VV usage and implementation measures
On the survey, participants were asked to report if they had ever used VV; we also reviewed sales data to see if participants made any purchases at VV during the intervention period. If a participant purchased at least one share of produce, they were recorded as a customer. Participants who only purchased individual produce items were not identified by name and not included in the sales data. In order to understand VV program implementation and fidelity, coordinators were asked to fill out a process measures form after each market. Process data will be reported separately.
Our original power analysis was based on F&V servings/day as calculated by the National Cancer Institute F&V screener.
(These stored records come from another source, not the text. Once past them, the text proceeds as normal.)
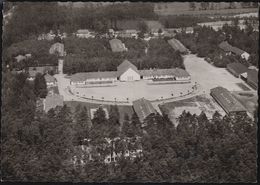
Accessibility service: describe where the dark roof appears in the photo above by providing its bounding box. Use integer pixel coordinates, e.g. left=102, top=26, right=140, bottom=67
left=218, top=41, right=245, bottom=55
left=139, top=68, right=190, bottom=77
left=133, top=98, right=156, bottom=122
left=247, top=69, right=258, bottom=85
left=44, top=94, right=63, bottom=112
left=227, top=62, right=248, bottom=75
left=210, top=86, right=246, bottom=113
left=168, top=38, right=187, bottom=52
left=109, top=39, right=125, bottom=52
left=71, top=71, right=117, bottom=82
left=117, top=60, right=139, bottom=76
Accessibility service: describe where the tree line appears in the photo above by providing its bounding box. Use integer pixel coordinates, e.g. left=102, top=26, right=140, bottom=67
left=1, top=73, right=257, bottom=183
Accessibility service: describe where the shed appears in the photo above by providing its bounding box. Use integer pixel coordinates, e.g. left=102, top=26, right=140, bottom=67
left=227, top=62, right=247, bottom=78
left=210, top=86, right=246, bottom=114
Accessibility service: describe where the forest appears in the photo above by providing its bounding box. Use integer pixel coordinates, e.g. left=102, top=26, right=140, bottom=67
left=176, top=19, right=259, bottom=67
left=3, top=2, right=156, bottom=47
left=63, top=38, right=184, bottom=74
left=1, top=73, right=257, bottom=183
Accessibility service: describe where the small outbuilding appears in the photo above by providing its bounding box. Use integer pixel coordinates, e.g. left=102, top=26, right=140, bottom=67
left=133, top=98, right=157, bottom=122
left=227, top=62, right=247, bottom=78
left=210, top=86, right=246, bottom=114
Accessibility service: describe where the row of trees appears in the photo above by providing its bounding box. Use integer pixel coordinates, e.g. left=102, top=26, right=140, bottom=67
left=63, top=38, right=184, bottom=74
left=3, top=2, right=156, bottom=47
left=176, top=19, right=259, bottom=67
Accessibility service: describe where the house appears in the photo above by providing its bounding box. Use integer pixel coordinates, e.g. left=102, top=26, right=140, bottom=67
left=14, top=55, right=26, bottom=62
left=109, top=39, right=127, bottom=52
left=219, top=41, right=250, bottom=60
left=49, top=42, right=65, bottom=57
left=117, top=60, right=141, bottom=81
left=28, top=66, right=57, bottom=80
left=168, top=38, right=188, bottom=53
left=70, top=60, right=191, bottom=86
left=133, top=98, right=157, bottom=123
left=145, top=21, right=164, bottom=36
left=210, top=86, right=246, bottom=114
left=75, top=29, right=95, bottom=38
left=184, top=27, right=194, bottom=34
left=227, top=62, right=247, bottom=78
left=43, top=94, right=63, bottom=112
left=247, top=69, right=258, bottom=90
left=44, top=73, right=57, bottom=87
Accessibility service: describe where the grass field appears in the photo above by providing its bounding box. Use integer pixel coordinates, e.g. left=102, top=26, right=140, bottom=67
left=232, top=91, right=258, bottom=115
left=64, top=101, right=134, bottom=123
left=159, top=94, right=225, bottom=125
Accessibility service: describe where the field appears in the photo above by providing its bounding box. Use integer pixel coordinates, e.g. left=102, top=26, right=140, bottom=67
left=184, top=55, right=254, bottom=93
left=64, top=101, right=134, bottom=123
left=159, top=94, right=225, bottom=125
left=154, top=2, right=258, bottom=16
left=232, top=91, right=258, bottom=115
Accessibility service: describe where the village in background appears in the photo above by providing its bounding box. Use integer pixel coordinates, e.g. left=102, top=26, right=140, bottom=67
left=1, top=2, right=259, bottom=183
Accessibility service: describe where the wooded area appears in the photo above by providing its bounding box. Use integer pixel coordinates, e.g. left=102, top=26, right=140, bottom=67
left=1, top=73, right=257, bottom=183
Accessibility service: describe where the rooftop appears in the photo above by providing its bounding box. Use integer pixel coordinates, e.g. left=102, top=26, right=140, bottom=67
left=227, top=62, right=248, bottom=74
left=109, top=39, right=126, bottom=52
left=210, top=86, right=246, bottom=113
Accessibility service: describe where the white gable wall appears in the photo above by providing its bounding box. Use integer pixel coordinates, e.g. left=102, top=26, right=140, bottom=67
left=241, top=52, right=250, bottom=60
left=119, top=68, right=140, bottom=81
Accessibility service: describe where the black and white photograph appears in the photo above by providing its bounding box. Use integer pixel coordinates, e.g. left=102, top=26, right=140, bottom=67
left=0, top=0, right=260, bottom=183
In the sample size estimates, we considered correlated change in F&V intake among participants within a community site (ICC), number of participants within each site and number of sites (clusters) [28, 29]. The VV program was expected to increase the F&V consumption by least 1.25 servings per day or approximately 0.75 cups/day (effect size of approximately 0.35) based on the VV pilot . A sample size of 6 communities per group with 20 participants in each community yielded 0.80 power to detect 0.75 cup difference in mean changes between two groups using two-sided tests of significance at p = 0.05, assuming an ICC of 0.001 and standard deviation of 3.6 based on other cluster randomized trials . We assumed attrition to be no more than 20% based on the pilot study . Thus, a final goal was to recruit at least 25 participants in each community, for a total of 300 participants.
A generalized linear mixed model (GLMM) with a random intercept to control for clustering within community sites was used to test the effect of the VV intervention on dietary intake (F&V and added sugar) at 6-months. Additional GLMM variables included: 1) baseline diet as fixed covariate, and 2) baseline diet and education. Including the baseline values as a covariate, in an analysis of covariance (ANCOVA) is known to be a more powerful test than a group comparison of baseline to post-intervention change (26). ANCOVA is not distorted by regression towards the mean bias, whereas a change analysis is subject to that bias [31, 32]. We controlled for education because both income and education were significantly higher among control participants at baseline. These items were highly correlated and education was more consistently reported than income. Additionally, we completed a sensitivity analysis on the final model excluding extreme F&V reporters. Extreme F&V reporters were defined as participants who had a change greater than 9-cups of F&V per day. All secondary outcome analyses were conducted using GLMMs (e.g., usage, perceived access, self-efficacy), removed extreme reporters (when F&V intake was the outcome) and controlled for baseline values, education and clustering within sites.